Akaza could not even flinch, but he knew Douma felt his mind scrambling, screaming for an answer. Desperate to fight a battle he could never win. To keep Kyojuro safe, to protect him, kill for him.
He could do nothing. Nothing against his maker. Even if-
Douma hummed, lightly pushing Akaza away to sidestep the wall he was crushed into. Akaza still couldn’t speak, forced to watch Douma’s retreating back, his mind whirling with questions.
If Douma was going to kill his Pillar, if Douma would rat Akaza out to him, why the hell did Douma warn him? What was Douma going to do with his secret, hold it over his head, make him that bastard’s pet as blackmail, what-
Douma turned to face him, drawing his closed fan up to his lips. He faintly smiled and his rainbow eyes glowed in the dark as they crinkled. The ice in Akaza’s veins broke then, only having that churning hailstorm in his body for less than half a minute.
Tengen elected not to say anything as he and Rengoku trudged through the forest, hearing the heroic chorus of Rengoku’s own sound fizzle and play out of tune at random intervals.
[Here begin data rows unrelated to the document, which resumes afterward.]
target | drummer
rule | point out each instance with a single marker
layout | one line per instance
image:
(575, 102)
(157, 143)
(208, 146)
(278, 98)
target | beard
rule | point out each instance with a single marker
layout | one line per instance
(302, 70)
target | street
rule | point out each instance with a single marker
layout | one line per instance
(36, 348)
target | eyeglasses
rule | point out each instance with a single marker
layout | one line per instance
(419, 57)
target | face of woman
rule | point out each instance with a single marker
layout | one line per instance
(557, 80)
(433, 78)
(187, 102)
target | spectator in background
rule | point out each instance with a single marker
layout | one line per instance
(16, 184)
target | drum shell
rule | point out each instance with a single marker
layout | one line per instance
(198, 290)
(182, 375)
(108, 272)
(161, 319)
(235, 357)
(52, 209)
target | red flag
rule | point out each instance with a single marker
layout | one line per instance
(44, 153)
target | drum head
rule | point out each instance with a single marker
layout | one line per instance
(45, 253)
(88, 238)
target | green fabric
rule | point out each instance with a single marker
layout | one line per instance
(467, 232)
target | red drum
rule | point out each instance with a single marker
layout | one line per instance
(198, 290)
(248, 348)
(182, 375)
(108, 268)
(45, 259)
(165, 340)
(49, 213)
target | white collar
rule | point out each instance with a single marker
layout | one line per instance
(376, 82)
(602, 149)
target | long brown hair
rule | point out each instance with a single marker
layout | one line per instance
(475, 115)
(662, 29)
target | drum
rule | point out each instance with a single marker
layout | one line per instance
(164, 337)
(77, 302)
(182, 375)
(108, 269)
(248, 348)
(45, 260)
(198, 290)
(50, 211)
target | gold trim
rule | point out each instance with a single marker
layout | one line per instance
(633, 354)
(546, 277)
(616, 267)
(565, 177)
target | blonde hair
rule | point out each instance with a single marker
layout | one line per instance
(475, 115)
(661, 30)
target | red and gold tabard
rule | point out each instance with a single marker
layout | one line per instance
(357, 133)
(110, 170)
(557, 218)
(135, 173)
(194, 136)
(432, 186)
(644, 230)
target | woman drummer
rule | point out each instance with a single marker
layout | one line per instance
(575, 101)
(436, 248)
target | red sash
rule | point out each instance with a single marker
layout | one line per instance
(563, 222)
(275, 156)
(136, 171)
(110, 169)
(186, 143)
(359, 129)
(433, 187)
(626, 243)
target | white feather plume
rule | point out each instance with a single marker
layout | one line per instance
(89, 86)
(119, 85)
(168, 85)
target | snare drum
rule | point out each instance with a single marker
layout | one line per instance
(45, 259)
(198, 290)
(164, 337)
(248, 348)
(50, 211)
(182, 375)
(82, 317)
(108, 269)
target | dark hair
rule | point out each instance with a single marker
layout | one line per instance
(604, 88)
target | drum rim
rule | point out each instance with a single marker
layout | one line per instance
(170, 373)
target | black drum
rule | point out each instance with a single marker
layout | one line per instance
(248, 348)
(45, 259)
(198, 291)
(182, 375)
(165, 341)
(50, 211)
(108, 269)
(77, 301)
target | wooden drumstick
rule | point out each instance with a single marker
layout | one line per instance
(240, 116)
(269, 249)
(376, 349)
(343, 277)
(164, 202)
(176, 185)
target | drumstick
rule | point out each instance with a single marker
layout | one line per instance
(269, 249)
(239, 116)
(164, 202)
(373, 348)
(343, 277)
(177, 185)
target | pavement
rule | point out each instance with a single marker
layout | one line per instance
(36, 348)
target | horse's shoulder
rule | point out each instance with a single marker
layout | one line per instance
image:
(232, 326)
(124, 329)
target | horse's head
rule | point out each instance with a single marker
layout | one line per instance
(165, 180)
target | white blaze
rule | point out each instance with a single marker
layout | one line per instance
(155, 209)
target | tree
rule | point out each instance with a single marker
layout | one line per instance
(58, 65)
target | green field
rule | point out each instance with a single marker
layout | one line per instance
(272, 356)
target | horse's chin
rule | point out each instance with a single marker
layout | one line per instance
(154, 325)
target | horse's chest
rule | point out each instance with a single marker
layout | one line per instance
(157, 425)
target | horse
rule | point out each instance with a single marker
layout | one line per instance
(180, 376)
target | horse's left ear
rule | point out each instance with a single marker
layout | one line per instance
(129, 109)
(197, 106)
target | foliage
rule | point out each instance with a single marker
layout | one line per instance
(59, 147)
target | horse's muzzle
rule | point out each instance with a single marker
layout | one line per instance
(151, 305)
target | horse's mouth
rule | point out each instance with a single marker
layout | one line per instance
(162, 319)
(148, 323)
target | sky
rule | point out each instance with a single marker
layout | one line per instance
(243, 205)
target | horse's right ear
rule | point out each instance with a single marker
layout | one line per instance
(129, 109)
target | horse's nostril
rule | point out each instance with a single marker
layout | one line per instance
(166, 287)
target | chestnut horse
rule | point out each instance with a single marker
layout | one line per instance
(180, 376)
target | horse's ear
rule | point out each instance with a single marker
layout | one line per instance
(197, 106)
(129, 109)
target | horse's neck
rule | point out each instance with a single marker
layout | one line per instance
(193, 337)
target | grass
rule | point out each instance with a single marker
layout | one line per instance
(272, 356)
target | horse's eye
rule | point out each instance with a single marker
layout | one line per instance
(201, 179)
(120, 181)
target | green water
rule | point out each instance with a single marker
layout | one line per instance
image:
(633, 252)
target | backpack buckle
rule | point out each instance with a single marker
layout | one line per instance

The poor guy was very un-flamboyant in his worry, silently frothing at the mouth in vicious anxiety.
Moonlight glimmered down onto the treetops, spilling through the very silent and very unnerving leaves. His hearing was sharp enough to detect even the slightest sound, and Tengen found pure silence extremely uncomfortable. The forests were not known to be this still. Narrowing his eyes, he spared a glance to Rengoku and-
There it was.
Tengen heard how Rengoku’s expression shifted before he saw it, that distinct chorus slowing to a quiet, calm song, a ripple of a strange guitar seeping beneath the surface; an electric yearning cry. Then, he saw that smile on Rengoku’s face, the same look his wives had for each other, for him. How Rengoku’s blazing wide eye curved, crinkling at the edges and shifting into a soft candlelight.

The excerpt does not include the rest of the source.